St Christopher - A truly independent school
By: Richard Palmer - Head of St Christopher School and Chairman of The Society of Heads
When the School was founded in 1915 the Daily Herald reported that the School was based ‘not on the sameness of children, their conformity to type, but on their differences. ’This concept of treating children as individuals was revolutionary at the time and continues to be one of the distinctive characteristics of a St. Chris education.
We do things differently because they work. We allow children to decide what they wear to school because it teaches them to be self-reliant and to make informed choices. Everyone is called by their first names (pupils and teaching staff alike) because we have found that this promotes better relationships between children and teachers, based on mutual trust. Parents also tell us that the use of first names makes conversations with teachers easier and more productive.

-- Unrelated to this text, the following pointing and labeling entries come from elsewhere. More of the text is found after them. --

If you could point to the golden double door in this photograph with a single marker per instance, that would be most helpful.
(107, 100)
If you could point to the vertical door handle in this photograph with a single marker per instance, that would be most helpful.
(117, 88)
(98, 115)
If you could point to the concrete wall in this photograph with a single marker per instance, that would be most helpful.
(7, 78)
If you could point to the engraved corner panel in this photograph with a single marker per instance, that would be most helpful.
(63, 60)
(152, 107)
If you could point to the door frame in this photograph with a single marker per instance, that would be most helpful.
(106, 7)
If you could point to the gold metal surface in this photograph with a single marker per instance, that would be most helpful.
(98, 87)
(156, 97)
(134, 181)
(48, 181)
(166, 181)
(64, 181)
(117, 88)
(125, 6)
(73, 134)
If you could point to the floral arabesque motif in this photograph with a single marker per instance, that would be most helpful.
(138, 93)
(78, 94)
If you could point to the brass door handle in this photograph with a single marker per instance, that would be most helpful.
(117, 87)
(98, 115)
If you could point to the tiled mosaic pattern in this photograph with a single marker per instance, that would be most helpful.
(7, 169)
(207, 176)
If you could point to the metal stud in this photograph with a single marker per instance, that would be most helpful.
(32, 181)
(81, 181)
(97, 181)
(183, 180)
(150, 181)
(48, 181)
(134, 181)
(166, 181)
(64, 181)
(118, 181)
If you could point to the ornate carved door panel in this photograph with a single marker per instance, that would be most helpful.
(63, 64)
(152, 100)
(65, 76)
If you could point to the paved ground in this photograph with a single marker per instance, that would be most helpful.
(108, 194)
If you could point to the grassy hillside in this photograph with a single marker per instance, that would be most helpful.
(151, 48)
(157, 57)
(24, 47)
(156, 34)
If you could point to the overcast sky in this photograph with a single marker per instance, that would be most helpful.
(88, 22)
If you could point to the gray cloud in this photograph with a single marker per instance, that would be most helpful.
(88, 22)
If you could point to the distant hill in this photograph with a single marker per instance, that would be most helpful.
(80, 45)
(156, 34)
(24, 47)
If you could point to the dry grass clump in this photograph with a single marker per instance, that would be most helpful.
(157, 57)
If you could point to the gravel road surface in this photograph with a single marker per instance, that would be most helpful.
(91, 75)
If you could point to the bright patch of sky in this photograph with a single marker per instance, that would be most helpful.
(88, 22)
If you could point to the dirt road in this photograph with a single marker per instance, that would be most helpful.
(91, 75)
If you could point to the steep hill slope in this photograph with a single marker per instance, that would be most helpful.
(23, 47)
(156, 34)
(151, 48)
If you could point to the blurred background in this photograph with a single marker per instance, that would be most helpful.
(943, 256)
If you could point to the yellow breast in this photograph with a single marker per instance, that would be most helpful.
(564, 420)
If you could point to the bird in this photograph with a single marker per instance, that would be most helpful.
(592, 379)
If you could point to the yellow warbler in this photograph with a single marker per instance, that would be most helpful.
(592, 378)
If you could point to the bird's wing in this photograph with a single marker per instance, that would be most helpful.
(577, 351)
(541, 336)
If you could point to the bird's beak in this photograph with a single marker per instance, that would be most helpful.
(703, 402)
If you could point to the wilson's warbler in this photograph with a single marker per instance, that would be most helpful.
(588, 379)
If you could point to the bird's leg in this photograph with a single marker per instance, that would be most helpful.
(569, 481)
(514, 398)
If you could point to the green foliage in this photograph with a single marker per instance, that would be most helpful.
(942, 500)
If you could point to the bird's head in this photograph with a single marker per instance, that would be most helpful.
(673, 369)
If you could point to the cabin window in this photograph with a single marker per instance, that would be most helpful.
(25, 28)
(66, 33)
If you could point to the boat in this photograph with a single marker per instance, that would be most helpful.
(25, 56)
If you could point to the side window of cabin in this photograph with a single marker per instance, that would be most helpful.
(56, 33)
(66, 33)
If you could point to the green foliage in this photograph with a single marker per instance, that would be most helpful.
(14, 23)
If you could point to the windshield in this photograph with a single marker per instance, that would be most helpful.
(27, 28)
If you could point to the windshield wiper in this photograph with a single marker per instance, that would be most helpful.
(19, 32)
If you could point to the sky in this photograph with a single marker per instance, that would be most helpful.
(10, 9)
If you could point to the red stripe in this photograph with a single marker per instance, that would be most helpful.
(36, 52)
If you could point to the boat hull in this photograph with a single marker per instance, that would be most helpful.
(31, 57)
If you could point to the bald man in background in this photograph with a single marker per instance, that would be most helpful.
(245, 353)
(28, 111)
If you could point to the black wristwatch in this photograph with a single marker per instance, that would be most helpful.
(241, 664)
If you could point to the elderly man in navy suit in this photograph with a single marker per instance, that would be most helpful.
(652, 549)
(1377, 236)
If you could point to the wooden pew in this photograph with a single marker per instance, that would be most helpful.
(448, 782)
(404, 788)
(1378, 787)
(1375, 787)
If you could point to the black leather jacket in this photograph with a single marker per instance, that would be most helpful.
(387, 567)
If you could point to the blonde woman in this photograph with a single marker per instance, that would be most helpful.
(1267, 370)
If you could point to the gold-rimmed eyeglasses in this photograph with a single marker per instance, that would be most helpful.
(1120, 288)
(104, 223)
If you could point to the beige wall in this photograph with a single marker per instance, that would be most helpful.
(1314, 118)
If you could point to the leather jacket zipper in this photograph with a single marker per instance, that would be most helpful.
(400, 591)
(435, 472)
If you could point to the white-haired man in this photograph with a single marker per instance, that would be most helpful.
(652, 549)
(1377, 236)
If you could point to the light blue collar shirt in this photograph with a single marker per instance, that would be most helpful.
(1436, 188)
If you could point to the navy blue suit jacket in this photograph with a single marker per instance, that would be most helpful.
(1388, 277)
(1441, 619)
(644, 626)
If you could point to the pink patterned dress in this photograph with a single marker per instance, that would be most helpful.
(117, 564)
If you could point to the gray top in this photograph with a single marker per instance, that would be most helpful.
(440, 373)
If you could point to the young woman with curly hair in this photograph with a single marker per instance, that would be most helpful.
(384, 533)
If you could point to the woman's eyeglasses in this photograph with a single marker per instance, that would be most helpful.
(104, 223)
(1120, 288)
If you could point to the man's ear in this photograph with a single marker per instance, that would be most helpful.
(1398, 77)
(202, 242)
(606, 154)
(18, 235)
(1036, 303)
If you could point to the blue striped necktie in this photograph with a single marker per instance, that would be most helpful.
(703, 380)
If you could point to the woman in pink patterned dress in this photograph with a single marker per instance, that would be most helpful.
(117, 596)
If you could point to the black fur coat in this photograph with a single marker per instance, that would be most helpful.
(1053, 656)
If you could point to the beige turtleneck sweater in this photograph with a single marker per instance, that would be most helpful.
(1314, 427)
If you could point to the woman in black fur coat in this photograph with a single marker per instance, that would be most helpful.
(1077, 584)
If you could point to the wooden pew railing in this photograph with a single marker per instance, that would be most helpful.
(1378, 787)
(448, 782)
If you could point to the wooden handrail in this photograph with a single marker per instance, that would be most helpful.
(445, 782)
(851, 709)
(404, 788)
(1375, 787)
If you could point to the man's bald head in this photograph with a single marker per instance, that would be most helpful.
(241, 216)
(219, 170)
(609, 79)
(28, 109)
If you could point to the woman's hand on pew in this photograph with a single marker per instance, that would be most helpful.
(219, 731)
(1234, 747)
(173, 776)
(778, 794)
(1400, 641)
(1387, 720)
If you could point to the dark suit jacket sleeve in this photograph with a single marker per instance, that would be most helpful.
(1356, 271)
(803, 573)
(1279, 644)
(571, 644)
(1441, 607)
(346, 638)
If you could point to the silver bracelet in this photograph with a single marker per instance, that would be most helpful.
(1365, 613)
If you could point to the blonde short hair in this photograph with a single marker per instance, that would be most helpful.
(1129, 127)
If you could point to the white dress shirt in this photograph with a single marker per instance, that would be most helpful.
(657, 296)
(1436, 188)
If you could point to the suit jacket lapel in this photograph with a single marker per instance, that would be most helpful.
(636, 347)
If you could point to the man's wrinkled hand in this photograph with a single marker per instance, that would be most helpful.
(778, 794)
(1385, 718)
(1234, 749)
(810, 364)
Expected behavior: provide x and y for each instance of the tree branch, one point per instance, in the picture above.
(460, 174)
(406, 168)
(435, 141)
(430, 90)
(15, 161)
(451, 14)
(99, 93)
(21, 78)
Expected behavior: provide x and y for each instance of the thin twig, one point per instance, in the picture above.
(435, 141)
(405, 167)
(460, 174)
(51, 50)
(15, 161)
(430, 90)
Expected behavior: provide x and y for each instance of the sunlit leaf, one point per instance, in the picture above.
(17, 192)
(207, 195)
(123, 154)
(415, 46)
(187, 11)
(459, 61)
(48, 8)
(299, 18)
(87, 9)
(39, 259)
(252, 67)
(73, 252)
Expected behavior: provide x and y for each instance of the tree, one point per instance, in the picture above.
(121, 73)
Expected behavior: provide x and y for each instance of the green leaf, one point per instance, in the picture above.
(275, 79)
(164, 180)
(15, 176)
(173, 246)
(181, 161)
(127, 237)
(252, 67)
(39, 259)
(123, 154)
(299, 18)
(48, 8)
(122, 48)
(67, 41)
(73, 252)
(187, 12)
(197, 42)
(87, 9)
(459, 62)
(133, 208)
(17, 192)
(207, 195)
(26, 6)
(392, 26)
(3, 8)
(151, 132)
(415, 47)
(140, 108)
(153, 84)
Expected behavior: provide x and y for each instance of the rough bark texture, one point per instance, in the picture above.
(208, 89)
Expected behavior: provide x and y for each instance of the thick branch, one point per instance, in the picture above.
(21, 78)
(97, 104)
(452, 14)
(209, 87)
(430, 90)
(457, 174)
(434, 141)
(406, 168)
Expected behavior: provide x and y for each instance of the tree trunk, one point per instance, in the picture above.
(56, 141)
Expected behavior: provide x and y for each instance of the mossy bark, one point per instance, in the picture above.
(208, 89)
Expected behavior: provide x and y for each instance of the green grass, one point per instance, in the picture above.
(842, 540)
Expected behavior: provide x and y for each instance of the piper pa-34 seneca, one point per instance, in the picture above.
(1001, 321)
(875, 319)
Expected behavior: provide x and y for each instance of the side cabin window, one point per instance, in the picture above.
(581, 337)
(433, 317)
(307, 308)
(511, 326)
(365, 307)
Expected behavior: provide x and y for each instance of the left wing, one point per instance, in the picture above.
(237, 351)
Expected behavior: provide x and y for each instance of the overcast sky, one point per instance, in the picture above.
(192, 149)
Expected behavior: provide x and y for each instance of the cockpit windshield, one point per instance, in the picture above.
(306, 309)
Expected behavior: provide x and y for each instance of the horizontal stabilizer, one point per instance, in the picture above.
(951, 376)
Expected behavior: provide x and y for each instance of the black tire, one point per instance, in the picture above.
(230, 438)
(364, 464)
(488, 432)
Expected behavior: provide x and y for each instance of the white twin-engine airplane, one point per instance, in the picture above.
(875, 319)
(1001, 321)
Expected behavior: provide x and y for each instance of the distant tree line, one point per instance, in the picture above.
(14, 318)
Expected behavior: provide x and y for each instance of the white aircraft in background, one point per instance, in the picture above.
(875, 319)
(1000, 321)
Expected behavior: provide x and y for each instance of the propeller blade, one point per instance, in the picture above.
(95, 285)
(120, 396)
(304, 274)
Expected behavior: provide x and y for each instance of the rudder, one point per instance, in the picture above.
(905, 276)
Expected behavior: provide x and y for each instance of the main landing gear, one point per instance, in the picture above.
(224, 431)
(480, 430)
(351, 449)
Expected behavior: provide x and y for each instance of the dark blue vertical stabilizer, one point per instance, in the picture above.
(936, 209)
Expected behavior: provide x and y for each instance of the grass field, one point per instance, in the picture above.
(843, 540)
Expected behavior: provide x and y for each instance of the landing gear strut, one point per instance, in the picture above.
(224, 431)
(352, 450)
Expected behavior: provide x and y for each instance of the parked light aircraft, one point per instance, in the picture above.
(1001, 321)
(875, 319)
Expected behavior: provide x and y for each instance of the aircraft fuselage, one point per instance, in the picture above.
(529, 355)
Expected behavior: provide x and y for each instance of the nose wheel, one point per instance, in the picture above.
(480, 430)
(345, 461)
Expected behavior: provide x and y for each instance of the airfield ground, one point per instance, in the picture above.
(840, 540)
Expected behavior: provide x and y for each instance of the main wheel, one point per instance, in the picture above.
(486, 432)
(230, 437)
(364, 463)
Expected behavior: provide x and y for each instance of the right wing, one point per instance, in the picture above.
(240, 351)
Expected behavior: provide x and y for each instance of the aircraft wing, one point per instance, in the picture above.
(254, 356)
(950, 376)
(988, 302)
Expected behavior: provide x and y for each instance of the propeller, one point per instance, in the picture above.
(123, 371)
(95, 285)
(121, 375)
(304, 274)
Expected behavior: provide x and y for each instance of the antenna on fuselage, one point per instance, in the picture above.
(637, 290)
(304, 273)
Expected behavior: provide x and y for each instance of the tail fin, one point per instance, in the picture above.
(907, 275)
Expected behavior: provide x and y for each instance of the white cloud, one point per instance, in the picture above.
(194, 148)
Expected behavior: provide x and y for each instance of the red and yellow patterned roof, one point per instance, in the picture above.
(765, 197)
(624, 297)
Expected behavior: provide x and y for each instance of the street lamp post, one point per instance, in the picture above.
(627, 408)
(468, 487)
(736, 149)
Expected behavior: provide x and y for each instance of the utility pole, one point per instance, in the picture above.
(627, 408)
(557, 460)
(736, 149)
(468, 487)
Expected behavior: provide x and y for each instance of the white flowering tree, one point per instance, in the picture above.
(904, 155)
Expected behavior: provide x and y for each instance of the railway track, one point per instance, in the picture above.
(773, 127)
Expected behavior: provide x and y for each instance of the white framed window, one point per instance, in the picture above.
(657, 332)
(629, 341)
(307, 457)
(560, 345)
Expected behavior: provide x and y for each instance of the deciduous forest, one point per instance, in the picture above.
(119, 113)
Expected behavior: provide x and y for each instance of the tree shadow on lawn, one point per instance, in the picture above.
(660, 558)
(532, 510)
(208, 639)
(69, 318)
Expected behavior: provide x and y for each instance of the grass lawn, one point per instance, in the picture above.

Our system of self-government hold the Governors, Head and staff to account and pupils are able to raise issues and discuss, debate, form and inform policy. We help children to become self-disciplined and self-motivated individuals who are creative thinkers, independent learners and able to make informed choices.
At St Chris we have always been opposed to league tables – and I personally think that they are unhelpful and divisive. In a school like ours, which is not narrowly academically selective and has quite a wide range of abilities it is simply not possible to simply move up the league tables annually. We could though, quite easily do so. We could restrict the ability range on intake so that only highly academically able children can come here (as examination outcomes are what league tables are concerned with)or we could take the range that we currently do but simply refuse to enter those who are unlikely to get top grades into the examinations. This latter option seems morally indefensible to me. To take a child into a School, to look after and nurture them, to become part of their life and then to turn them away because they will spoil what other people may think of the School is just wrong (and sadly it does happen).
So, why not just become more academically selective? The reason is that at our School we want a range of people. We want to be able to replicate a world in which all have strengths and all have weaknesses. We want to develop equality of opportunity in a non-judgemental environment. This wide ability range does not, as is often worried about, simply play to the ‘average’. Our small class sizes and quality staff mean that we can cater effectively for a wide range of abilities and aptitudes. Some have to work really hard and do exceptionally well to get 8 C grades at GCSE. Others have to work just as hard and also do exceptionally well to get A’s and A’s at A-level and gain places at Oxford and Cambridge. This is what makes our examination results so impressive. Over 70% of GCSE and A-level grades are A-B and we are not a narrowly academically selective School.
We are proud of what our young people achieve in National exams but I would not compare them with each other, and I would not compare St Chris to other Schools. Our very best pupils are not always the most academically able; and some of our most able pupils are also some of our best. We value them all for what they bring to the School community – irrespective of whether this is judged by a points system to be of value.
We have been pioneering a distinctive and innovative approach to education for almost 100 years and our methods have stood the test of time. We believe – and universities and employers tell us – that it produces well-rounded, high capability individuals with the skills and confidence to thrive in the modern world. We can think of no better role for a school.